Intervention Description and Delivery
Individual Level
The collaborative community-based care intervention (Chatterjee et al., 2014) was delivered by trained and supervised lay recovery support workers (RSWs) residing in the catchment area. RSWs were recruited by placing advertisements in the local newspaper, with specific selection criteria including being from the same geographic location, being proficient in the local language, and having a minimum of 12 years of education. Following a rigorous selection process, eight RSWs successfully completed the two-month training program based on the Care of People with Schizophrenia in India (COPSI) manual (Chatterjee et al., 2014), developed in India for working with people with schizophrenia and their families. These RSWs were continuously supervised and supported to ensure that patients and their families received effective and appropriate care.
The first step in individual-level intervention involved an assessment and diagnostic review of participants by psychiatrists at LGBRIMH and the initiation of psychotropic medications (typically risperidone or olanzapine), followed by a referral to the community team, which was also located in the outpatient (OP) clinics. For PLwS who were already in contact with the hospital, psychiatrists continued treatments and referred them to the community team for psychosocial interventions. This included collaboratively developing an individual care plan based on a structured needs assessment, improving illness management skills, encouraging medication adherence and regular medical reviews, improving personal care, taking care of physical health, encouraging social interactions, and planning to engage in paid work.

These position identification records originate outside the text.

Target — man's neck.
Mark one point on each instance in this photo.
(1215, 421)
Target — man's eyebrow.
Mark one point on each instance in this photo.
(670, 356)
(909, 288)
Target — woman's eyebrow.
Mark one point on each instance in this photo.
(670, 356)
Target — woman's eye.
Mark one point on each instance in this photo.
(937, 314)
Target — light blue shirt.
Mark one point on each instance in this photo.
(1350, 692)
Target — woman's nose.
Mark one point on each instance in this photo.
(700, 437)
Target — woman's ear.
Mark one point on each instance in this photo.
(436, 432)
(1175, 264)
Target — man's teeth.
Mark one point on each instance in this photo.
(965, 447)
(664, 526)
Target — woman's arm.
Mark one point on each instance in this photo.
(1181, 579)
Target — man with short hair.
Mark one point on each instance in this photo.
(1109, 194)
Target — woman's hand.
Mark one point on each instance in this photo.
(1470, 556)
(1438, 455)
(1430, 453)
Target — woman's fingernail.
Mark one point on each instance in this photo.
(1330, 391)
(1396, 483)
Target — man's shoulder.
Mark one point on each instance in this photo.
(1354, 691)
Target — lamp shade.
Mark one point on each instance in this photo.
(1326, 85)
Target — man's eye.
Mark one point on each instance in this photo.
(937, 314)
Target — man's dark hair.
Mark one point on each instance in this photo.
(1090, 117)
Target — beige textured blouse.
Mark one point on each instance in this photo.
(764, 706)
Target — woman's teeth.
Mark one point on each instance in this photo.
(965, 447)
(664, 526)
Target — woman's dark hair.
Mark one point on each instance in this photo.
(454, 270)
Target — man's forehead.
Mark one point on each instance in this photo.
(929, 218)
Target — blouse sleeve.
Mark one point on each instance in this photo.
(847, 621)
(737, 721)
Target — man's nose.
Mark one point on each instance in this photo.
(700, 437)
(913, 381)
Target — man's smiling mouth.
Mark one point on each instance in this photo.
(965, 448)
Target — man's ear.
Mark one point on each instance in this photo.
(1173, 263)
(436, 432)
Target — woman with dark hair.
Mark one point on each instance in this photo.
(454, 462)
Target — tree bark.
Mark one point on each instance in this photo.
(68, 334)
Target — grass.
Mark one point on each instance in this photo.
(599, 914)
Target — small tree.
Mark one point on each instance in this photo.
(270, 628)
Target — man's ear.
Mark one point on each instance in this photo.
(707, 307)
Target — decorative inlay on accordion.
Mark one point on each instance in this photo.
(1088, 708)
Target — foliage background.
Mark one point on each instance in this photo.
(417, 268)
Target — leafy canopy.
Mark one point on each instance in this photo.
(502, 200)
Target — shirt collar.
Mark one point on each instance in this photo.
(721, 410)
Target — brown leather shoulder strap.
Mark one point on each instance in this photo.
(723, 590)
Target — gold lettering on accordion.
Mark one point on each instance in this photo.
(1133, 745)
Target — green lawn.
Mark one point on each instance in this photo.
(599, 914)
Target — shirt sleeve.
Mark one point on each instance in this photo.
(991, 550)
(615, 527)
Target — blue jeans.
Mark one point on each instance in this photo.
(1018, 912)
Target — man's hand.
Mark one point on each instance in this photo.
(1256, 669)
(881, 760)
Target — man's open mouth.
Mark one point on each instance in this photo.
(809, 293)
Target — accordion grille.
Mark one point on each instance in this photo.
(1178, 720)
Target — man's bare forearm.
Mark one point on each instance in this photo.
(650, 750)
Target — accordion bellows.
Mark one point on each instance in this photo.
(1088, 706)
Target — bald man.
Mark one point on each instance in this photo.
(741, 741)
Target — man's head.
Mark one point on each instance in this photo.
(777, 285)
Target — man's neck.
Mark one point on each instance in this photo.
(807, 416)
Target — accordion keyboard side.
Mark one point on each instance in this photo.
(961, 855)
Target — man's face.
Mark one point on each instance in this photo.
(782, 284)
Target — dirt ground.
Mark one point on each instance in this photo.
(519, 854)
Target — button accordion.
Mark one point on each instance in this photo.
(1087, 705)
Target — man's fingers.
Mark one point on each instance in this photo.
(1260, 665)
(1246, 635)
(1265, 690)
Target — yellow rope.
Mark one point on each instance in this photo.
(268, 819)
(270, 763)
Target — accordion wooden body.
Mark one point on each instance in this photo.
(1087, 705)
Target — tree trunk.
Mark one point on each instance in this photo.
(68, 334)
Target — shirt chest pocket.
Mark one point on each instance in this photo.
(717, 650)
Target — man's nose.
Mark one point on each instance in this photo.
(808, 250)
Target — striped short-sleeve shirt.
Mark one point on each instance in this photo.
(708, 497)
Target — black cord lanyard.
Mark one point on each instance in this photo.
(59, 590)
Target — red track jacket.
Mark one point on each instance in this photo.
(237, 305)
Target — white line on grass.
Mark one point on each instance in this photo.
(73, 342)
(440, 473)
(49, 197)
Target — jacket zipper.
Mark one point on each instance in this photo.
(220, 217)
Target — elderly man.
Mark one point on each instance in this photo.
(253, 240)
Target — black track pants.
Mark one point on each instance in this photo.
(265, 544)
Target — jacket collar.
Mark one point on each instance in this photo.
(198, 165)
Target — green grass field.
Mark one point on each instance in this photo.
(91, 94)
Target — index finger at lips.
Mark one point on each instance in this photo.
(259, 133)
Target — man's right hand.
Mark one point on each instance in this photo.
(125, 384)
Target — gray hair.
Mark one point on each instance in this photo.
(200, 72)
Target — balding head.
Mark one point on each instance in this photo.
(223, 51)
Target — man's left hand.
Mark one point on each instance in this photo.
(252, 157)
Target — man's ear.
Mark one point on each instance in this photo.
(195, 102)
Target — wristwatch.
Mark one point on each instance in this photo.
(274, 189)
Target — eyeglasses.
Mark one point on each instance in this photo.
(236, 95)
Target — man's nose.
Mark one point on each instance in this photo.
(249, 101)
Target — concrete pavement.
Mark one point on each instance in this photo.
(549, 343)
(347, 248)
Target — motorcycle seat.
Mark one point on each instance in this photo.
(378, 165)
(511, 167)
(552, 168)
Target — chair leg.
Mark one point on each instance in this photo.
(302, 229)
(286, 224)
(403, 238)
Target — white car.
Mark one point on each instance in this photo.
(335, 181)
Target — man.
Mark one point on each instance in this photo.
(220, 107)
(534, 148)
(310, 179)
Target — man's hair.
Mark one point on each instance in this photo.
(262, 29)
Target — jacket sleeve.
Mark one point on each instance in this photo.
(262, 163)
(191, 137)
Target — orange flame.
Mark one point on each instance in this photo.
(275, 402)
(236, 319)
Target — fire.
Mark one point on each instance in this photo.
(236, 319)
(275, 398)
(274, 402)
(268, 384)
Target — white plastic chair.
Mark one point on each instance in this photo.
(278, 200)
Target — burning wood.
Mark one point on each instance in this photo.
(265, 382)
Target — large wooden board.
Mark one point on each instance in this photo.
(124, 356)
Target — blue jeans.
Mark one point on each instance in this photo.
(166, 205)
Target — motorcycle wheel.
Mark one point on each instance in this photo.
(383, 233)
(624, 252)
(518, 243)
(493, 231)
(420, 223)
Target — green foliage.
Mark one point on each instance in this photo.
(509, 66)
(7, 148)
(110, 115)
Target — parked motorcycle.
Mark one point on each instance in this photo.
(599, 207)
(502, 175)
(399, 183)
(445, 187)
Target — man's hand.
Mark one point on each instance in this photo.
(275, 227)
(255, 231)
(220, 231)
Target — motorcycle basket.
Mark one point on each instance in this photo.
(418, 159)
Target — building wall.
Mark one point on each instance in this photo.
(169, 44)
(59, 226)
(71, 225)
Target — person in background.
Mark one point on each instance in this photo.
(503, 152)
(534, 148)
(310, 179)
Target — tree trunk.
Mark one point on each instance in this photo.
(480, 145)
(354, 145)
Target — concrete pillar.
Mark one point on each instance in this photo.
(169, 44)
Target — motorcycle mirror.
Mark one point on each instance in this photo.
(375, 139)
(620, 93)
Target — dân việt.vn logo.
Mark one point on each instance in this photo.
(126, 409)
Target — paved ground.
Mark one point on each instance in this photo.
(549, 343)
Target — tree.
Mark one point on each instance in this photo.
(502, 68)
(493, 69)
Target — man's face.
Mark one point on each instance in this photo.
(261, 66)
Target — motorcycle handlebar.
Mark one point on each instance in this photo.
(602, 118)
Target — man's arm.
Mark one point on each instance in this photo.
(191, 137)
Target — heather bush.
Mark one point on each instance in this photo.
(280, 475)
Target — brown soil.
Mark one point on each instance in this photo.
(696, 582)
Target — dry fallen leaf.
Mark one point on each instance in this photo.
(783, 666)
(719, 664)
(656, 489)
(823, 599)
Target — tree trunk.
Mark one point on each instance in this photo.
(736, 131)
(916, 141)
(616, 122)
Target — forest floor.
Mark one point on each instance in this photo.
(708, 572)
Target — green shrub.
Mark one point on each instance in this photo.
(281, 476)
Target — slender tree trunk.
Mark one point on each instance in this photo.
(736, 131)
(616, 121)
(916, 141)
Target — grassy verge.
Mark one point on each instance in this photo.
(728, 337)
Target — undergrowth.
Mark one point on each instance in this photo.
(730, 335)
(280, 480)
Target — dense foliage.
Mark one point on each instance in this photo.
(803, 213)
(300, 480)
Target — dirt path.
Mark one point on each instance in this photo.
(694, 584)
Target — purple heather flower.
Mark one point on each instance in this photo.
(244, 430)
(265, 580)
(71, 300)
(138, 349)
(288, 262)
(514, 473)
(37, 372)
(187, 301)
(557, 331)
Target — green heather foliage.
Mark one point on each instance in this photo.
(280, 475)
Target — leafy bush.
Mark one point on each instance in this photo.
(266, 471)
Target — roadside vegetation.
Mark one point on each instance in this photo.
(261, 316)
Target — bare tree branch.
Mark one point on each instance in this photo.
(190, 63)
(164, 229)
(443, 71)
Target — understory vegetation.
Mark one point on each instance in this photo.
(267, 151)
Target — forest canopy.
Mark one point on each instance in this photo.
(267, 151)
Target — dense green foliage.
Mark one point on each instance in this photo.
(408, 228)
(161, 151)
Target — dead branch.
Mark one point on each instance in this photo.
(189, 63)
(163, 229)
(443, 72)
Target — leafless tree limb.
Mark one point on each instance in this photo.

PLwS were encouraged to participate in group-based skill development activities in two drop-by centers or through home-based support for transitioning to individual local jobs and other income-generating livelihood opportunities. These included enhancing agricultural income through higher-value spices and organic farming practices, tailoring, handloom weaving, fish farming, and the sale of regional bamboo-based handicrafts. To further encourage their financial inclusion, PLwS received support in obtaining the necessary documents to operate bank accounts, accessing small business loans, and opening post-office linked savings accounts.
Family Level
In recognition of their critical role, all primary caregivers and significant others were closely involved in the intervention process. RSWs provided emotional support to family members as well as discussed illness management skills (including adherence management), attention to physical health, and managing difficult symptoms during their home-based sessions. Primary caregivers and other key family members were encouraged to actively participate in efforts to improve personal care, activities of daily living, social interactions and functioning at home, and transition to employment for their family member living with schizophrenia. RSWs also recorded social difficulties faced by families, for example, unemployment, substance abuse, legal difficulties, and social isolation, and attempted to address these through linkages with local government and social agencies. Family members were also provided with basic financial skills to manage household incomes as well as introduced to various low-risk financial instruments and accessible small business loans.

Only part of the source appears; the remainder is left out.